← Back
Intercom
Intercom launches Monitors, a QA tool for AI support agents with custom scorecards
· releasefeatureplatform · intercom.com ↗

Addressing the AI Black Box

As AI support agents like Fin become more capable and handle higher volumes of conversations—Fin now resolves close to 2 million queries weekly with a 67% resolution rate across 8,000 customers—observability has become critical. Support leaders struggle to confidently answer basic questions about what their agents are doing: whether they're delivering good experiences, handling complex issues completely, and representing the brand consistently. Traditional QA approaches like CSAT scores and manual sampling don't scale effectively, leaving teams flying blind.

Two Core Components

Monitors consists of two integrated parts:

  • Monitors define which conversations get reviewed through targeted criteria—either flagging high-risk edge cases (like "customer showed signs of financial vulnerability") or creating consistent benchmarking samples. Teams can combine multiple filters based on customer data, channel, or Fin-specific metrics, moving beyond random sampling.

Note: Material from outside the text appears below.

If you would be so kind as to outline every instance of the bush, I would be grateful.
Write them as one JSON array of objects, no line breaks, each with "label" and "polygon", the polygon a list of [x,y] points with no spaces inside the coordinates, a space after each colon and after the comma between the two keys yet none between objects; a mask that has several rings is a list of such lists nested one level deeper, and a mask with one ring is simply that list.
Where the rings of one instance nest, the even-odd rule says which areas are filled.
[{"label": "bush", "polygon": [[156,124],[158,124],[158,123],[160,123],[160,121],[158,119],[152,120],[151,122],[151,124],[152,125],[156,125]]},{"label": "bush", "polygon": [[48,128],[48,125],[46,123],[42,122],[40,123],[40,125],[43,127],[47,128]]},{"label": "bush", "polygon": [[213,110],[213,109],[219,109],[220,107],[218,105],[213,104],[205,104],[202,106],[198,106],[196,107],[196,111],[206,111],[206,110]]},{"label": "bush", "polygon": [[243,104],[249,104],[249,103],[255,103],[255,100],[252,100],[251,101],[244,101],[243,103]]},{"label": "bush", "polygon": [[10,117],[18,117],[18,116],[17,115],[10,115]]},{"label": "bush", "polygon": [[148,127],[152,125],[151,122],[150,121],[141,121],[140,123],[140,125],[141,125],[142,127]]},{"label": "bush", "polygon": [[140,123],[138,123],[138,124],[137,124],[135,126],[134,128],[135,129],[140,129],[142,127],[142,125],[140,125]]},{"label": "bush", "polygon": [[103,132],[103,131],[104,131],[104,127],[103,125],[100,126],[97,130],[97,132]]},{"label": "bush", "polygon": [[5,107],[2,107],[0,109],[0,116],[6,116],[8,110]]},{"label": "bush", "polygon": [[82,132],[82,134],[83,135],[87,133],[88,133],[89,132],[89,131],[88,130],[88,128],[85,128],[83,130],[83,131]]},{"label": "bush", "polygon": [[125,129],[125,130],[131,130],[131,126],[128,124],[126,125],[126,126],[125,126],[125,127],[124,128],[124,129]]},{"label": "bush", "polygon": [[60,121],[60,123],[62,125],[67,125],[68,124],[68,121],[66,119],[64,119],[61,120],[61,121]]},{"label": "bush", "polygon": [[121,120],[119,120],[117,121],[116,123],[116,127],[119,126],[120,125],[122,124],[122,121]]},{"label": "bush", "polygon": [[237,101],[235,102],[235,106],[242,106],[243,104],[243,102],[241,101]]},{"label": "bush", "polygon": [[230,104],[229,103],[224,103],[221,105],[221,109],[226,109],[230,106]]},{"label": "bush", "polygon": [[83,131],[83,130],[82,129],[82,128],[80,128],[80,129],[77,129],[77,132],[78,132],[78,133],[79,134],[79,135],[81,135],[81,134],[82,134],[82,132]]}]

  • Custom Scorecards let teams define what "good" looks like for their specific business and turn that into measurable quality scores. Rather than applying generic rubrics, teams define criteria, set weights, and mark critical failures that automatically fail evaluations. Criteria can be scored by AI, humans, or both within the same scorecard.

Integrated Workflow

Flagged conversations flow into a Review Queue where they're automatically assigned to the right reviewer with the scorecard attached and review status tracked (Not Reviewed, Reviewed, Needs a Fix, Fix Complete). This replaces ad-hoc sampling and spreadsheet-driven QA with a system that scales with conversation volume.

Monitors completes Intercom's observability suite alongside Insights (which measures overall sentiment and topics) and Recommendations (which surfaces improvement opportunities). Together, they close the gap between traditional QA approaches and the scale of modern AI-driven support operations.